Benz Mondi 06-07-2015 01:02 AM

'90 300E Diagnostic code 11: how to fix?
 
OK, my temp sensor (four prong) was indeed bad as the codes said it was. Now the only code left to eliminate is #11 (air injection system, open or short circuit).

What does this mean?
What do I have to fix to stop this code?

Thanks,

AL

97 SL320 06-07-2015 09:34 AM

I don't know for sure on this system, but typically this describes the electrical portion of the vacuum solenoid or air pump clutch. ( the computer monitors current, some systems look for an inductive kick once power to the coil is dropped. )

There is an ever so slight chance it monitors the oxygen sensor and is looking for an increase in exhaust oxygen but given it is OBD I I doubt it.

Benz Mondi 06-08-2015 10:21 AM

bad air/smog pump?
 
Quote:

Originally Posted by 97 SL320 (Post 3484249)
I don't know for sure on this system, but typically this describes the electrical portion of the vacuum solenoid or air pump clutch. ( the computer monitors current, some systems look for an inductive kick once power to the coil is dropped. )

There is an ever so slight chance it monitors the oxygen sensor and is looking for an increase in exhaust oxygen but given it is OBD I I doubt it.

It turns on at warm up (I can see the clutch engage and hear a minor hissing sound) and then turns off once the engine is been running for a couple of minutes.

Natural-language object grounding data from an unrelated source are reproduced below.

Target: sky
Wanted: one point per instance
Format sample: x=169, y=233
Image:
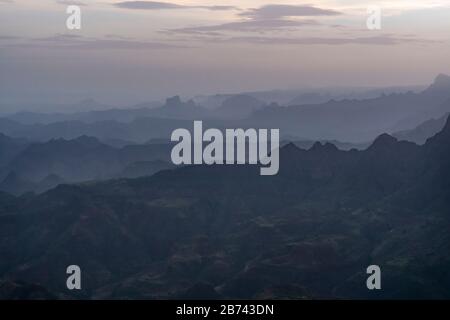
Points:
x=133, y=51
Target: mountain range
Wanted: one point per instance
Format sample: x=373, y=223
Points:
x=390, y=112
x=226, y=232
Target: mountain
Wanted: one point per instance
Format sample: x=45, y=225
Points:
x=41, y=166
x=422, y=132
x=368, y=118
x=10, y=147
x=174, y=108
x=238, y=107
x=227, y=232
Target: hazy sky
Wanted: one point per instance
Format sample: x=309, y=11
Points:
x=132, y=51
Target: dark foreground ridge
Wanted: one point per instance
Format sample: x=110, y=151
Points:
x=227, y=232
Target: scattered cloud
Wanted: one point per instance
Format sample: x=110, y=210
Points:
x=278, y=11
x=154, y=5
x=245, y=26
x=71, y=2
x=72, y=41
x=383, y=40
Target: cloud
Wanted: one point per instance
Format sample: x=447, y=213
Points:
x=154, y=5
x=278, y=11
x=71, y=2
x=245, y=26
x=73, y=41
x=383, y=40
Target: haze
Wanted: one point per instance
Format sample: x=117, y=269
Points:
x=133, y=51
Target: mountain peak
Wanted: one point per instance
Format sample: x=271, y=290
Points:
x=383, y=140
x=441, y=82
x=327, y=146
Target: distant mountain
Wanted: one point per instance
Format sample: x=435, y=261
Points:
x=14, y=184
x=227, y=232
x=174, y=108
x=10, y=147
x=91, y=116
x=41, y=166
x=422, y=132
x=145, y=168
x=238, y=107
x=358, y=120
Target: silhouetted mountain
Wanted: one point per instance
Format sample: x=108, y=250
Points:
x=422, y=132
x=225, y=231
x=15, y=184
x=9, y=148
x=41, y=166
x=144, y=168
x=357, y=120
x=238, y=107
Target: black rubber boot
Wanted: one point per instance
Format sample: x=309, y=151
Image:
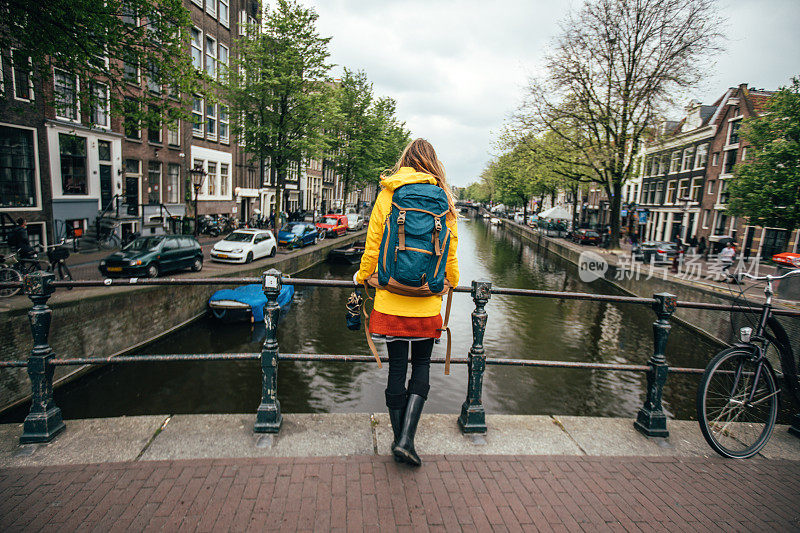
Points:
x=396, y=404
x=404, y=449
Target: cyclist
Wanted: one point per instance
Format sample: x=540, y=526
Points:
x=19, y=241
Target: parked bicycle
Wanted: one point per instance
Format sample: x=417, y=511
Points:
x=738, y=397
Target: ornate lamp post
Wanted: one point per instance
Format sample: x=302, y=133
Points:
x=198, y=174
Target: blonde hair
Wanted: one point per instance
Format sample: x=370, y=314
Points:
x=420, y=155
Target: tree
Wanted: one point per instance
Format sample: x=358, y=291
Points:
x=766, y=187
x=614, y=67
x=105, y=41
x=279, y=88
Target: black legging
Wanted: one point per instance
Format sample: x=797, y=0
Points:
x=398, y=367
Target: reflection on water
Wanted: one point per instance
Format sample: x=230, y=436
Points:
x=518, y=327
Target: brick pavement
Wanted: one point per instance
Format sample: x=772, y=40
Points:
x=475, y=493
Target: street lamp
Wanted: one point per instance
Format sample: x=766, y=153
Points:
x=198, y=174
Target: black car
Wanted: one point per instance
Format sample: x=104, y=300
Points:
x=154, y=255
x=658, y=252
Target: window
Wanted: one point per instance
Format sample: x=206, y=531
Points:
x=222, y=65
x=17, y=168
x=211, y=179
x=697, y=189
x=154, y=129
x=73, y=164
x=701, y=157
x=675, y=163
x=730, y=160
x=223, y=12
x=223, y=179
x=197, y=48
x=197, y=117
x=733, y=131
x=211, y=56
x=99, y=114
x=131, y=121
x=21, y=76
x=174, y=133
x=688, y=159
x=65, y=88
x=224, y=127
x=154, y=182
x=211, y=121
x=173, y=182
x=671, y=192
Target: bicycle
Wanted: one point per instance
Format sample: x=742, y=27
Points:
x=12, y=268
x=739, y=393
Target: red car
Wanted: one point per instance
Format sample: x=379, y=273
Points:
x=333, y=225
x=787, y=259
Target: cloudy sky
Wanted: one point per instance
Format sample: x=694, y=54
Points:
x=458, y=68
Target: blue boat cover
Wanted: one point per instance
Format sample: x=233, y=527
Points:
x=253, y=295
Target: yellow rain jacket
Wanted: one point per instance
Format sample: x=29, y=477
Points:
x=385, y=301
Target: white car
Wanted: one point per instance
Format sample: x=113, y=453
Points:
x=244, y=245
x=355, y=221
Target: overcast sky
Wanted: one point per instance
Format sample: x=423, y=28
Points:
x=458, y=68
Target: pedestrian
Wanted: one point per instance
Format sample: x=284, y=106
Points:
x=726, y=256
x=408, y=323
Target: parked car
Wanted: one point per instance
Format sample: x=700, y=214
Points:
x=355, y=221
x=244, y=245
x=152, y=256
x=333, y=225
x=658, y=252
x=299, y=234
x=585, y=236
x=789, y=259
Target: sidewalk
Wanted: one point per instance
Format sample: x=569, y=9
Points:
x=333, y=472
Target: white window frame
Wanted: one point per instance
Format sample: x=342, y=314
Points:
x=14, y=79
x=227, y=122
x=222, y=71
x=211, y=135
x=195, y=132
x=77, y=118
x=225, y=22
x=193, y=47
x=212, y=56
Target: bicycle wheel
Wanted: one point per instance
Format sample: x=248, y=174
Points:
x=731, y=425
x=9, y=275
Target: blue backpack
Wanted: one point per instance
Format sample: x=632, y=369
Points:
x=415, y=242
x=414, y=247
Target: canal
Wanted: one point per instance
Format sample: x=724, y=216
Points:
x=518, y=327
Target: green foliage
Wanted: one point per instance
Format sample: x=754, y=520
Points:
x=94, y=39
x=766, y=188
x=368, y=136
x=279, y=88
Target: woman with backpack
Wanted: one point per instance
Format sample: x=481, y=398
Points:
x=410, y=258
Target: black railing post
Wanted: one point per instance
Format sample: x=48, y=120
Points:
x=44, y=419
x=473, y=417
x=268, y=417
x=651, y=419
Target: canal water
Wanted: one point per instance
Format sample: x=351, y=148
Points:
x=518, y=327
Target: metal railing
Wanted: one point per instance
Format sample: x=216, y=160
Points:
x=44, y=420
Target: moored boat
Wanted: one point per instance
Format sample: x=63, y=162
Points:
x=246, y=303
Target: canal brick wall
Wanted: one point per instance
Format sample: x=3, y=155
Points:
x=103, y=322
x=713, y=324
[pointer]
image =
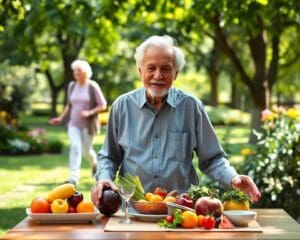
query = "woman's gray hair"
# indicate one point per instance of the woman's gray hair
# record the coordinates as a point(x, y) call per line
point(83, 65)
point(163, 42)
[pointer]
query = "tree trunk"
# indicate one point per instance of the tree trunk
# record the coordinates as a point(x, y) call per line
point(213, 70)
point(54, 89)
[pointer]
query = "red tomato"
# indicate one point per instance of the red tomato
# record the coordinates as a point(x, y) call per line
point(208, 222)
point(161, 192)
point(170, 218)
point(40, 205)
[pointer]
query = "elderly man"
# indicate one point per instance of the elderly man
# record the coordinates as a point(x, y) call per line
point(153, 132)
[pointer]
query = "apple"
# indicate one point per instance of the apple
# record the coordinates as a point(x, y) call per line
point(209, 206)
point(110, 202)
point(72, 209)
point(161, 192)
point(76, 198)
point(185, 200)
point(59, 206)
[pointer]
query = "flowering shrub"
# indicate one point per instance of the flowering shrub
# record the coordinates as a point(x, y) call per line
point(275, 165)
point(20, 141)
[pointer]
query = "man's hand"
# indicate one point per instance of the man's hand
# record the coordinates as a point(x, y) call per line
point(96, 192)
point(246, 184)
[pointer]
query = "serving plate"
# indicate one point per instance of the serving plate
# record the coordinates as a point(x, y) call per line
point(147, 217)
point(62, 217)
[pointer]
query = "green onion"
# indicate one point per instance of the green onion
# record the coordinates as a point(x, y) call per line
point(128, 179)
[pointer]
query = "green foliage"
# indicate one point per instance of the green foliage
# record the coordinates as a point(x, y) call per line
point(276, 165)
point(17, 141)
point(16, 87)
point(177, 213)
point(226, 116)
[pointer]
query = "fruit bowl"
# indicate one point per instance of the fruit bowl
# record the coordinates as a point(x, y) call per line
point(149, 208)
point(172, 206)
point(240, 218)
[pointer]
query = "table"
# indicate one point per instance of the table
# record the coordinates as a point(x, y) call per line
point(276, 224)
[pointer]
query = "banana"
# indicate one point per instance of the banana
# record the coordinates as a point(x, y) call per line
point(62, 191)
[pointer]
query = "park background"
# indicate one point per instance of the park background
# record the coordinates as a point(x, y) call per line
point(242, 58)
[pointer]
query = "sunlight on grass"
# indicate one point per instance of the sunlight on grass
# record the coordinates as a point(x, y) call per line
point(33, 175)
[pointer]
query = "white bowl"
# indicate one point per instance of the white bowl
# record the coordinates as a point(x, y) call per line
point(240, 218)
point(172, 206)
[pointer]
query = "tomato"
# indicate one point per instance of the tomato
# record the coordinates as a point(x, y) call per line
point(161, 192)
point(40, 205)
point(200, 220)
point(189, 219)
point(234, 205)
point(170, 218)
point(209, 222)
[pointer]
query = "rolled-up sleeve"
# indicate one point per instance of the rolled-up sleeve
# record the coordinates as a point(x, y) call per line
point(111, 155)
point(212, 159)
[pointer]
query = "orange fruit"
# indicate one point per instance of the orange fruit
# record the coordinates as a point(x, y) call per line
point(148, 196)
point(84, 207)
point(189, 219)
point(156, 199)
point(59, 206)
point(233, 205)
point(200, 220)
point(40, 205)
point(170, 199)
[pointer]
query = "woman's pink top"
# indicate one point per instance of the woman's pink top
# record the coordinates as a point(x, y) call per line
point(80, 100)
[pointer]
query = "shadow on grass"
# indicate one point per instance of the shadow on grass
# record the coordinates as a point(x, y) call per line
point(43, 161)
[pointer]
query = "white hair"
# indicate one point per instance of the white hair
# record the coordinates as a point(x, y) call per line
point(162, 42)
point(83, 65)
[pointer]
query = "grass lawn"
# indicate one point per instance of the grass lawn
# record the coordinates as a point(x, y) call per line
point(24, 177)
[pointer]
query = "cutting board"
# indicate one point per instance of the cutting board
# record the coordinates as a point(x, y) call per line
point(114, 225)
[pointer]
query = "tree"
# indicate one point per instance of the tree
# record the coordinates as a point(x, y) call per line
point(57, 31)
point(258, 26)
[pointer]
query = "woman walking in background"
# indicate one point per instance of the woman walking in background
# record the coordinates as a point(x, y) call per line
point(85, 101)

It does turn on again from time to time even afterwards though.

Do this mean that it's time to replace the air injection pump?

Thanks.

Elektri 06-08-2015 10:36 AM

Try cleaning the electrical connectors at the pump and going from the pump through the engine compartment. Maybe an electrical connector along the way?

A code like that means there is a poor or marginal electrical connection or that there is an electrical "leak" between the wires or to ground (metal in the engine compartment). Oil or gunk on an electrical connector can conduct a little bit of electricity from the connector prong to metal in the engine causing a "short" [to ground].

97 SL320 06-08-2015 04:40 PM

In addition to the air pump you should have a vacuum solenoid that controls a diverter valve. Follow the large air pump hose to a device ( diverter valve ) that will have a small vacuum hose, follow that vacuum hose to a solenoid valve, check the electrics here.

Also, pull the vacuum hose from the diverter valve and install a vacuum gauge, if the air pump runs the solenoid should trigger some of the time and you should see vacuum.